Peasant pictures he did paint
The artist thought them very quaint.
(By Jean Parkes at Book of short Stories)

"Growing up in Chicago I had the opportunity to visit some of the world’s greatest museums – which included frequent visits to The Art Institute of Chicago. There are incredible works of art there, but one always caught my attention: The Song of the Lark by Jules Adolphe Breton. I didn’t realize what it was about the painting that fascinated me until college. In the background of the painting, there is an orange sun setting. When you take a macro look at the painting, the size of the sun is pretty insignificant. But, if you were to take it out, the painting wouldn’t be as effective in portraying the sadness on this woman’s face. It inspires me to know that one small, seemingly insignificant detail can convey an idea as grand as sadness."

Summer, 1891

Raccommodeuse de Filets
(Mending the Nets)
Oil on canvas

Breton’s depiction of a woman mending a net offers a vision of rustic beauty that is serene, harmonious, and imbued with poetic sentiment. The peasant girl is expertly rendered in traditional clothing, as she goes about her chore in contemplative silence at the shoreline. As a highly regarded painter of peasant landscapes, Breton was one of the most celebrated artists of his generation. He was strongly influenced by Millet and the Barbizon School, but romanticized the peasants he painted and concentrated on idealized compositions.

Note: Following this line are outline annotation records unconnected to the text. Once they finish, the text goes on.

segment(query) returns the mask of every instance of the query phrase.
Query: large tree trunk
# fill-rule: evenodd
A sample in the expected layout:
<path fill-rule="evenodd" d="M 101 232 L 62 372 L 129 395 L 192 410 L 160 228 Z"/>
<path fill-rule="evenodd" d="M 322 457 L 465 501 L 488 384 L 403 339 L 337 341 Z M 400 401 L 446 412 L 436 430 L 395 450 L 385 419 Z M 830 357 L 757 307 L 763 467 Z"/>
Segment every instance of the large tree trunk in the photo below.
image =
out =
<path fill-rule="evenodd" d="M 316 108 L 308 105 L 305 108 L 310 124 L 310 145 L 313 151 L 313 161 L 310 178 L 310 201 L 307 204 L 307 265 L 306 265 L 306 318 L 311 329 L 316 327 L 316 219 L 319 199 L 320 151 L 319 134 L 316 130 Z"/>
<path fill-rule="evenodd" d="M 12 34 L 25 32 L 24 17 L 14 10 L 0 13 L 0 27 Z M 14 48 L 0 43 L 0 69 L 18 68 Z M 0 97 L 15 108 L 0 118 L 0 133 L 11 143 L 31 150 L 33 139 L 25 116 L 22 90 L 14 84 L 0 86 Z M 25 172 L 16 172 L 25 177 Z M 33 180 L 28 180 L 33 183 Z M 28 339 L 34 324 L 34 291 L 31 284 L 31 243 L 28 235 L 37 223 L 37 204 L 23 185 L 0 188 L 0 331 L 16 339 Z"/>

Washerwomen of the Breton Coast

Polly Sartori, Director of Sotheby's 19th Century Paintings, said, “We achieved a strong sale total of $10.8 million with a selective offering of important works. Collectors continue to be interested in high quality pictures, and we saw great interest leading up to the sale; however we did see caution among bidders and a higher unsold rate than usual. Four bidders competed for John Frederick Lewis’s The Kibab Shop, which sold for $3.4 million, the second highest price ever paid for a work by the artist and our highest price for a 19th Century painting in New York since spring of 2006. To sell a painting at this level in this new market is a wonderful accomplishment.”
Among the highlights were a number of recently rediscovered works by artists such as Giovanni Boldini, Ludwig Deutsch, and Jules Breton, including his Washerwomen of the Breton Coast, which had been lost since the 1890s (est. $400/600,000). The Washerwomen was one of the first major Breton pictures to enter an American collection, purchased most likely in the early 1870s by Edwin Denison Morgan, Governor of New York during the beginning of the Civil War, and trusted advisor to Abraham Lincoln. Morgan promoted Breton’s reputation in America (as well as his own as a major collector) by sharing his impressive art collection with friends in his Washington, D.C. and New York homes, where The Washerwomen was a visitors’ favorite. After Morgan’s death, the painting was sold in his estate sale to another wealthy New York financier. Despite the importance of the work to Breton’s early career, his American reputation, and the power of the men who first owned it, by the turn of the 20th Century the painting had disappeared from view and record – only to emerge recently in a private French collection. The Washerwomen of the Breton Coast’s exhibition at Sotheby’s New York was the first public viewing in the United States in over 130 years.
(Art Knowledge News)
Throughout his career, which spanned nearly sixty years, Breton painted with an idealistic vision of the beauty and harmony of the peasant laborer working the land. In tune with these thoughts, he lived a life of sober regularity - sure and balanced without serious conflict or great difficulty. His later years were spent balancing time between the busy energetic life of Paris and the tranquility and serenity of Courrières, where he worked in a garden studio at the family brewery. Breton died in Paris on July 4, 1906.